Town officials weigh tighter rules for gifts policy
As New Canaan officials look to establish controls on the acceptance and use of donations to the town, one key issue they're seeking to address is how residents and organizations should specify the purpose of their gifts.
"If people are giving money to the Food Pantry or to the K9 (program), that's what they want to give to," Selectman Beth Jones said at the Board of Selectmen's meeting last week. "They don't want to throw it at the general fund. ... I think it would discourage them from giving at all."
A proposed policy discussed at that meeting would set specific rules guiding how large a donation must be in order to be reported and how long a department can hold on to a gift before it is deposited in the town's general fund.
Although the selectmen agreed the town lacks a well-defined structure for major donations, a vote on the policy -- which is still in draft form -- was tabled so departments have time to weigh in.
"I think people are very emotional about what they give and they have a strong connection with a department, but there has to be a fine line," First Selectman Robert Mallozzi said. "We want to define what is the authority of the first selectman, what has to go to Town Council" and what would not need approval.
Under the draft policy, which includes practices that already are in use, all gifts would have to be reported to the first selectman, who would be authorized to accept donations between $1 and $5,000 on behalf of the town without Board of Selectmen approval. The board would have to approve gifts between $5,001 and $50,000, and donations in excess of $50,000 would need both Board of Selectmen and Town Council approval.
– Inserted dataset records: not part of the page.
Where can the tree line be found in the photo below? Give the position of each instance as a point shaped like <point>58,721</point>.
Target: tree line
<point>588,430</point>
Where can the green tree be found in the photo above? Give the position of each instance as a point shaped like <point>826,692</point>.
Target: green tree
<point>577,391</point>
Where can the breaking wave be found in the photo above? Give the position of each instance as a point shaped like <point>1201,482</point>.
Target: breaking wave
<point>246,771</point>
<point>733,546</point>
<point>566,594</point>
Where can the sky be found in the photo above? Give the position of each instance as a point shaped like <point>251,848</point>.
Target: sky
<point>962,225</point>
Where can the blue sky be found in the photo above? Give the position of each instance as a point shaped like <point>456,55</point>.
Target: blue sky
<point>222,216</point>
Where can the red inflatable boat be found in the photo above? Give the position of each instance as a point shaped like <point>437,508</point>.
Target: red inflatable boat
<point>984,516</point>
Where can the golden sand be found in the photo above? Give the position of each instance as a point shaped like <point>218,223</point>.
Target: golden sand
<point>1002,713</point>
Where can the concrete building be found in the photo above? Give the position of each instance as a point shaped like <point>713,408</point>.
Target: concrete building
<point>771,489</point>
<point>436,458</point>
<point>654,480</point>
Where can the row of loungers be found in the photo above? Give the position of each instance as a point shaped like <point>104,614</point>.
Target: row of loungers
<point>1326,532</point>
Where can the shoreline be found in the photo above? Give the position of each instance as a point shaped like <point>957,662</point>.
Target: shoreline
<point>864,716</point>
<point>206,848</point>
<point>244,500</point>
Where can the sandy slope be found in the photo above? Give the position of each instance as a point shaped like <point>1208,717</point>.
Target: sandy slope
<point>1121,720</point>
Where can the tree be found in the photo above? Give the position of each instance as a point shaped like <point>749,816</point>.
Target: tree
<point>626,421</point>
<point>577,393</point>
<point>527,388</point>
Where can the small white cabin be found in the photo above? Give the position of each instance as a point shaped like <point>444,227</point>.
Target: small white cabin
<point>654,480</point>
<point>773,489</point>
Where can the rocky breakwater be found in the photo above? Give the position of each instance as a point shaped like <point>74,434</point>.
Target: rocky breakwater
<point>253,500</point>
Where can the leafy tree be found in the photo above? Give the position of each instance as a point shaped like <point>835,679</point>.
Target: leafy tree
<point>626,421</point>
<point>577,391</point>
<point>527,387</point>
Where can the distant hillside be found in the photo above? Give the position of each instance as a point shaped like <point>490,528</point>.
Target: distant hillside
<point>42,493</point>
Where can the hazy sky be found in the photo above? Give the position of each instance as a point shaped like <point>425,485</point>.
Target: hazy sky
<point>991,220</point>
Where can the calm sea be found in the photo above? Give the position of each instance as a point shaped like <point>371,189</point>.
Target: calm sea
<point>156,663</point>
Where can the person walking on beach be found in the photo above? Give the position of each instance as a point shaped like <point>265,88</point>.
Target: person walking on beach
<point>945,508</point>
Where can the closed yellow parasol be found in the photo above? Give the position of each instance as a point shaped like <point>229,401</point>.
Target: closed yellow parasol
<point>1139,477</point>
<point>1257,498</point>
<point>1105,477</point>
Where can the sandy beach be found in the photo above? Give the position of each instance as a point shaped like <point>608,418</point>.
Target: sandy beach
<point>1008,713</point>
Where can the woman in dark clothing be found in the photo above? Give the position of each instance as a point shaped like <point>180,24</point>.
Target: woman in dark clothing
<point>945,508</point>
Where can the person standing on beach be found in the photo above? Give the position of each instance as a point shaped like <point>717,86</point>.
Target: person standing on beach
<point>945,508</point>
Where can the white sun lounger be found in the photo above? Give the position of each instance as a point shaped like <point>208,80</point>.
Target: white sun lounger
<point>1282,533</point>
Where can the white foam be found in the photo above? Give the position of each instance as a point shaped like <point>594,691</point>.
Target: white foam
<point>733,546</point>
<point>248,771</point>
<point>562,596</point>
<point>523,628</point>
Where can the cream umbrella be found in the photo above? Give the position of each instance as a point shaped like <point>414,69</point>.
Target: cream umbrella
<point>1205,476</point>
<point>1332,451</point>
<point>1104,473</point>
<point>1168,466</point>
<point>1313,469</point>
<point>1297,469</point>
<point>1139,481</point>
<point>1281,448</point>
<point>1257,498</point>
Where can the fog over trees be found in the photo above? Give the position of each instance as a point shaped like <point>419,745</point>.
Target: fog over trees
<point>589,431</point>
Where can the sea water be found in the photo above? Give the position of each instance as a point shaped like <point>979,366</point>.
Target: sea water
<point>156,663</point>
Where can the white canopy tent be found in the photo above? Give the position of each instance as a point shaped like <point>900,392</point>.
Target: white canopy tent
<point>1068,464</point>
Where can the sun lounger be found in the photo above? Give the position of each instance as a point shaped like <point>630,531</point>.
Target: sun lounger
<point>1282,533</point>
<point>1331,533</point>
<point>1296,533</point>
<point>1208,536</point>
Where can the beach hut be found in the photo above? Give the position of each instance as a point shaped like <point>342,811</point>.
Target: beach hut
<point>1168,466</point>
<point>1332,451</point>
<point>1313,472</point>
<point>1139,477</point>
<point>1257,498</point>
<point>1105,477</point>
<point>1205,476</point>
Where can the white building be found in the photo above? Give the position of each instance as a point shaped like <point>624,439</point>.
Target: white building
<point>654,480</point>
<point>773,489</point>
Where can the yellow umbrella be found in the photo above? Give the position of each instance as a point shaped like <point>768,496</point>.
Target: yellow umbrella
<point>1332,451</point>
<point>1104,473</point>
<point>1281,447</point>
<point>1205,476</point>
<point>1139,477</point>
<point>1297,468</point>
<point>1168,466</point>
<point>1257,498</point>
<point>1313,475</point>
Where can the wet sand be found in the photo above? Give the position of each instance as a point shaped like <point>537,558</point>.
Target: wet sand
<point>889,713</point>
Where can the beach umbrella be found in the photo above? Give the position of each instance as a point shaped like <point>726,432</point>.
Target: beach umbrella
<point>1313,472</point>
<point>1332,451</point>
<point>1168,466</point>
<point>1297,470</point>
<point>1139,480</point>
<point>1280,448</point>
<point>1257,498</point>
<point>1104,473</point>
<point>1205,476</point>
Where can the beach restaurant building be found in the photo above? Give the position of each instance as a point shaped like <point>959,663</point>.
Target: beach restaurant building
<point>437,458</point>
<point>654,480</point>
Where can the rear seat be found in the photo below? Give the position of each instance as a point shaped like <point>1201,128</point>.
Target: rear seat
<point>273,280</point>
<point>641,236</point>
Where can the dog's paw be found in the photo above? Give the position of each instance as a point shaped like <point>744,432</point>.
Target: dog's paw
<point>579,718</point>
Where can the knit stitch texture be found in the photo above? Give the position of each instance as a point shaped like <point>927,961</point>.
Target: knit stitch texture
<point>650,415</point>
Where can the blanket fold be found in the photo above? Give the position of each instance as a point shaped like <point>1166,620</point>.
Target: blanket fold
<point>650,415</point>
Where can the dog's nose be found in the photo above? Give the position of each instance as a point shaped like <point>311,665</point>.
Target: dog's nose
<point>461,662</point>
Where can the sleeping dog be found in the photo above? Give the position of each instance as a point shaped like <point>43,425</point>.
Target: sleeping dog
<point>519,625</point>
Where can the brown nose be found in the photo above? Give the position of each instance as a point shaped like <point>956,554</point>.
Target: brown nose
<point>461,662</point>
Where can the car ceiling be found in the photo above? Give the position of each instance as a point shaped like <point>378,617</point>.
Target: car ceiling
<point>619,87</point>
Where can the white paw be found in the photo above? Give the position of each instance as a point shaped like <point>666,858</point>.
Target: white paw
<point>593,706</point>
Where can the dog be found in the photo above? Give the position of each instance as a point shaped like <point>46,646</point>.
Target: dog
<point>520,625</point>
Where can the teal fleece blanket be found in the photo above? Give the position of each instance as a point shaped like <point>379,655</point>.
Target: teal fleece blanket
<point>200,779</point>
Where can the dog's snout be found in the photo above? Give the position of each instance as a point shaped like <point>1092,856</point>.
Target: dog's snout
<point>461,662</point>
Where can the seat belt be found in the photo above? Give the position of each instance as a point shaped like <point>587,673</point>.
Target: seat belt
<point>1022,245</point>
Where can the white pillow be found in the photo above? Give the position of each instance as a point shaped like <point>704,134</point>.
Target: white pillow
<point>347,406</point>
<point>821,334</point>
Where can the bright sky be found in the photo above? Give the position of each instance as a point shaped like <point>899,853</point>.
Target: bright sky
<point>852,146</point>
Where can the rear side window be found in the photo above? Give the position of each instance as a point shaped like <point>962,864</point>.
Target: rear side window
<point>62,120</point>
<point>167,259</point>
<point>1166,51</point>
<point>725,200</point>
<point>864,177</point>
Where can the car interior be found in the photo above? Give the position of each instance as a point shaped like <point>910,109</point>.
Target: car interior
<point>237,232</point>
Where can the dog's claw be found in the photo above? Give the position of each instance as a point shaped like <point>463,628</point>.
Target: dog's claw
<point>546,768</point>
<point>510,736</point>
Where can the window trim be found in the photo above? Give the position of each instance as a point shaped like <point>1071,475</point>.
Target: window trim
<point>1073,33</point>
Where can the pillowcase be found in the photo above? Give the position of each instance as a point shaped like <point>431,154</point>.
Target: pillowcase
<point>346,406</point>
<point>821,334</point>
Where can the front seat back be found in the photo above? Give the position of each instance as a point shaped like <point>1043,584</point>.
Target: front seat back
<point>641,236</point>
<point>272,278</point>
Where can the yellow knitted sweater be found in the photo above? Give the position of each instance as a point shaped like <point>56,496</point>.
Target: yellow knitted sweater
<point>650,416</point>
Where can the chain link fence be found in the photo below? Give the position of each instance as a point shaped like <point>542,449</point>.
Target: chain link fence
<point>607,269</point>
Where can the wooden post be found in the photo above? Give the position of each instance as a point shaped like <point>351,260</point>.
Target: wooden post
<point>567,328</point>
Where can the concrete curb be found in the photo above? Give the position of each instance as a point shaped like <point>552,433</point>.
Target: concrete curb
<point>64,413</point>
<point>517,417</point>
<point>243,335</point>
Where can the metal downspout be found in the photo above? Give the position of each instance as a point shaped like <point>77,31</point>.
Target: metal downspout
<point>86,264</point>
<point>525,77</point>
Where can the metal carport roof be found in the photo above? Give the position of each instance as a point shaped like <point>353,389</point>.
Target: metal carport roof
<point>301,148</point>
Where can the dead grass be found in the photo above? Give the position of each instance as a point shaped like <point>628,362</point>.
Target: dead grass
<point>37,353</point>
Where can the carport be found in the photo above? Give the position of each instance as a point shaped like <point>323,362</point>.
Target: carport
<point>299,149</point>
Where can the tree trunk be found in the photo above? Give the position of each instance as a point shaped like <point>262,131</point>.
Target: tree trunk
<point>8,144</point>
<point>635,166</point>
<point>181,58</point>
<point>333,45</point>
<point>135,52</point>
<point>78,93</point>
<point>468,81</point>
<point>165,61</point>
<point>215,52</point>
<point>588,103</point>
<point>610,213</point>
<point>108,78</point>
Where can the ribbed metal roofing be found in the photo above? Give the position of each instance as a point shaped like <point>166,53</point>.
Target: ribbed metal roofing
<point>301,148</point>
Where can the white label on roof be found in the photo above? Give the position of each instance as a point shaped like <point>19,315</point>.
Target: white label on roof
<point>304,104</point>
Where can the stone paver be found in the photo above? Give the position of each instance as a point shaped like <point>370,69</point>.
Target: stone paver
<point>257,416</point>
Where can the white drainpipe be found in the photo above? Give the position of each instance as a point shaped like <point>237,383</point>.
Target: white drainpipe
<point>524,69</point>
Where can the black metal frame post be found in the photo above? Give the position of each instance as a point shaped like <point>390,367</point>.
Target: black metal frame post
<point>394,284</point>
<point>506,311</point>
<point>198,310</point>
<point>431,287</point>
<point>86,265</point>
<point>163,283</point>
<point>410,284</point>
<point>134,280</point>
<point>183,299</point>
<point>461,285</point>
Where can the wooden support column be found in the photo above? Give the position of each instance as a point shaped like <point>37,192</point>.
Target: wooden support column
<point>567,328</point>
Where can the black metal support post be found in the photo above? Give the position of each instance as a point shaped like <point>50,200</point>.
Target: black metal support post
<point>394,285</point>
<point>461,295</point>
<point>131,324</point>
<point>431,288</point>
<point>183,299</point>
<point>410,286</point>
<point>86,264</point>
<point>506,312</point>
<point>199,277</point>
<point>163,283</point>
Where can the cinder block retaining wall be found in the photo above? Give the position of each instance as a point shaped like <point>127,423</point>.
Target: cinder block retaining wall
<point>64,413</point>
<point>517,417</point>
The policy would also set parameters for naming as a condition attached to a gift and require that excess funds, with some exceptions, be deposited in the general fund in no less than two years.
Police Commission Chairman Stuart Sawabini and Police Chief Leon Krolikowski attended the meeting to express their concerns with the policy. Citing the Police Department's K9 program -- for which the department has been collecting donations since summer 2013 -- the commissioner said staffing issues sometimes delay the use of donated funds.
"It may be two or three years before we get to spend them," Sawabini said. "This (proposed policy) indicates there would be a two-year horizon and that would be unrealistic to us."
The K9 program has been in limbo because the department does not have enough police personnel to dedicate an officer to the job.
Krolikowski noted the commission has been working on its own gift policy for a
"We have a lot of policies internally in the department and we want to make sure that those are consistent with what the town does," he said.
The chief added that seeking approval for every single dollar that is donated could become a burden for potential donors.
"We often will get unsolicited donations," he said. "It's kind of silly that we're rejecting money like that as long as it's been used fiducially."
Mallozzi agreed that having to approve every single gift -- such as a sandwich that was given to a police officer, as Sawabini mentioned -- could be a "cumbersome" process. He was concerned, however, with donations that are too specific and may not benefit the town as a whole.
"It's all wonderful that your departments get recognized with special gifts," he said. "But should that be going that directed or should we ask them to make a contribution to the town so that when the roads are being impaired that there's some offset to it? In other words, it's so directed that the overall town might actually not be as much of a beneficiary of that kind of support as an individual department."
"I get requests all the time from people who would like to donate a tree, a bench for a park," Recreation Director Stephen Benko said.
Money donated to the town toward specific projects is kept at the special projects account, not the general fund, Finance Director Dawn Norton told the board.
Selectman Nick Williams said a more specific policy, requiring funds to be directed to a specific project, would give "some comfort to the donors."